You first need the mean of the dataset (which is the simple average of the values in the dataset).

Then you need to subtract each data point in the dataset from the mean and square the difference (this is where you will get the squared difference from) Side note: The values are squared to handle the negative values. I can elaborate on the reasoning in a different blog post, but for now, it’s sufficient to understand that squaring enables us to get only positive values.

Finally you calculate the average of those squared differences. And that’s it. You have the variance of a dataset.

Variance is best understood with an example, so —

Let’s calculate the variance of dataset 1 Dataset 1: -5, 0, 5, 10, 15 Mean of Dataset 1: 5 So Variance of Dataset 1 is — {(-5–5)² + (0–5)² + (5–5)² + (10–5)² + (15–5)²} / 5 {(-10)² + (-5)² + (0)² + (5)² + (10)²} / 5 {100 + 25 + 0 + 25 + 100} / 5 250/5 = 50

Let’s calculate the variance of dataset 2 Dataset 2: 3, 4, 5, 6, 7 Mean of Dataset 2: 5 So Variance of Dataset 2 is — {(3–5)² + (4–5)² + (5–5)² + (6–5)² + (7–5)²} / 5 {(-2)² + (-1)² + (0)² + (1)² + (2)²} / 5 {4 + 1 + 0 + 1 + 4} / 5 10 / 5 = 2

#### Standard Deviation

One of the concerns with variance is if we consider the units of measurement.

For instance, if the values of the dataset we considered were in meters, then we will get the variance of dataset in meter squared (m²).

As in the variance of Dataset 1 is 50 meter squared and the variance of Dataset 2 is 2 meter squared, which let’s face it, is kind of an odd unit of measurement.

Which is why, many find it easier to talk in terms of standard deviation, which is simply the square root of variance.

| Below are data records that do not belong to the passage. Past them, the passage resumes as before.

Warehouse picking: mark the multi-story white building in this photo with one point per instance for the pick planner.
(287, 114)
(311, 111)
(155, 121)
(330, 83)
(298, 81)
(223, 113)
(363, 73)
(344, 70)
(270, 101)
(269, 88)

As this also helps keep the units of measurement simpler to understand. Because if the original values of the dataset are in meters, then the standard deviation will also be in meters.

So let’s calculate the standard deviation of Dataset 1 & 2 Dataset 1: -5, 0, 5, 10, 15 Variance of Dataset 1: 50 So Standard Deviation of Dataset 1 is — √50 = 7.07 Dataset 2: 3, 4, 5, 6, 7 Variance of Dataset 2: 2 So Standard Deviation of Dataset 2 is — √2 = 1.41

Now after exploring both, the measures of central tendency & the measures of variability, with the examples of Dataset 1 & 2, I believe you see why it’s best to use them both in conjunction with each other, to effectively describe a dataset.

As when you look at just the mean of these two datasets, you might think they are very similar, as they both have the same mean of 5.

But once you start factoring in the measures of variability, you realize how different these two datasets are from each other.

Even if we look at range alone.. the first dataset has a much larger range of 20, whereas the second dataset has a range of only 4. This itself tells us that the first dataset is more dispersed in terms of values as compared to the second.

Which is why, it’s always helpful to describe a dataset using both a measure of central tendency and a measure of dispersion. As together, they give a much more accurate idea of the dataset, over using either of these measures on their own.

And that’s it for this introductory post on descriptive statistics. I hope you found it useful.